In 1603, when the kingdoms of England and Scotland were united, King James IV of Scotland became James I of England.
He was famous for his fascinations with anything associated with the occult. Soon after he assumed the throne, James I released his best-selling book “Daemonologie” in which he explored demonic magic and witchcraft. James was so obsessed with the “black arts” that in 1604, he managed to persuade Parliament to pass the Witchcraft Statute according to which witchcraft was punishable by death.
James heightened the public anxiety around black magic and witches and as the fear rose in the decades to follow, there were more and more accusations between people. There were some who profited from the panic, seeking business in finding witches and bringing them to be judged in front of the law.
One such man was Matthew Hopkins who nobody had heard of before. He was an impoverished lawyer coming from a strong puritanical background who had moved to Manningtree in Essex, in 1644.
It is not certain how Hopkins became involved with hunting witches, but records show that he was working on destroying anything that could be related to the “works of the devil”. He believed that there were women practicing witchcraft regularly and that there were many of them close to his home.
He claimed that he had overheard women discussing their meetings with the Devil and that this provoked him to begin his career as a witch-hunter. He hunted down 23 women who were then accused of witchcraft, four of which died in prison, while the rest were convicted and hanged.
In 1645, Hopkins assumed the title of Witch-Finder, purporting to be commissioned by Parliament to uncover and prosecute witches. Accompanying him were a group of all-female assistants, traveling from one place to another, trying to “examine” women for witchcraft. They were charging a reasonable price of some “twenty shillings a town”. It is speculated that Hopkins’ activities and motivations were entrepreneurial, having found such a lucrative occupation to meet the superstitions and ideas of the times; the witch-finder became obsessed with tracking down witches and it is not hard to think why.
The methods Hopkins used to investigate the cases of reported witchcraft were mostly borrowed from James’ “Daemonologie”. The worst of all was that the investigation included keeping the suspect awake for days, which resulted with confessions to almost anything due to sleep deprivation. The job of Hopkins and his group of witch-hunters involved employing witch-prickers, ‘pricking’ the accused, cutting their arms with a knife, needle or a pin, and if they didn’t bleed, they were convicted of being a witch.
One favorite confessional method of Hopkins’ was the “swimming test.” During this test, the accused woman was bound with her arms and legs to a chair and thrown into the village pond. If she would sink and drown, the woman was innocent. If the women floated, they were tried as witches.
In the period between 1644 and 1646, Hopkins and his witch-hunter group were responsible for the deaths of some 300 women. It was at a time when the average wage of a farmer was just six pence a day that Hopkins was earning approximately 1000 pounds for his work. He even wrote a small pamphlet in 1647, in which he advertised himself, describing his services as “The Discovery of Witches”

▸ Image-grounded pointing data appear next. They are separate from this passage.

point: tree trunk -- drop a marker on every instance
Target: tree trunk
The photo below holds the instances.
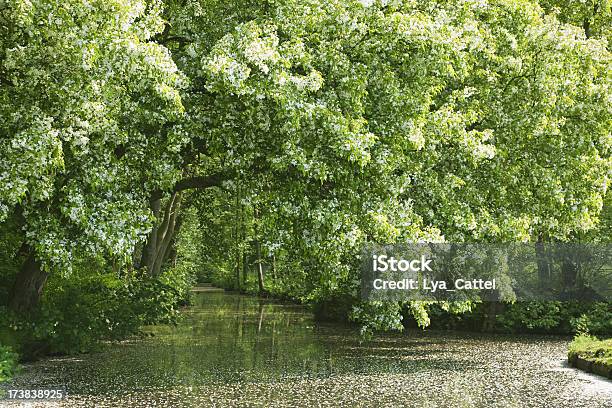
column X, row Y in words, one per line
column 28, row 286
column 259, row 267
column 260, row 276
column 166, row 233
column 148, row 252
column 542, row 262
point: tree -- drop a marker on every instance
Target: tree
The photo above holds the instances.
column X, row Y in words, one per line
column 85, row 98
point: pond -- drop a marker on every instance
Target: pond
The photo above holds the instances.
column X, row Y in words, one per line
column 233, row 350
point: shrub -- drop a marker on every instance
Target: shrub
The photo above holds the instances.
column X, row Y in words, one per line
column 8, row 363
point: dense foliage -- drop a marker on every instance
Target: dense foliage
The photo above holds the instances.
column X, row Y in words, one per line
column 260, row 144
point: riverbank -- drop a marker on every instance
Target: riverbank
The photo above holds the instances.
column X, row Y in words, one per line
column 591, row 355
column 234, row 350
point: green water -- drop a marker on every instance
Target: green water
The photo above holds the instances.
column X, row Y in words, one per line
column 233, row 350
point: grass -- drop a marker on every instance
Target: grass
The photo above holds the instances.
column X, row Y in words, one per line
column 591, row 349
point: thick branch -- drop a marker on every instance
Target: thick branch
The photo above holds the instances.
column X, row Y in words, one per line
column 211, row 180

Anything before 1644 and after 1647 is uncertain about Hopkins’ life. It is said that later he was even convicted of witchcraft himself and was drowned as a result of the “swimming test”. During the turbulent days of the English Civil War between 1642 and 1651, many events that occurred around this time appear strange and unexplained; Hopkins’ work is one such example of this. The last witch to be executed was Alicia Molland in Exeter, Devon in 1684.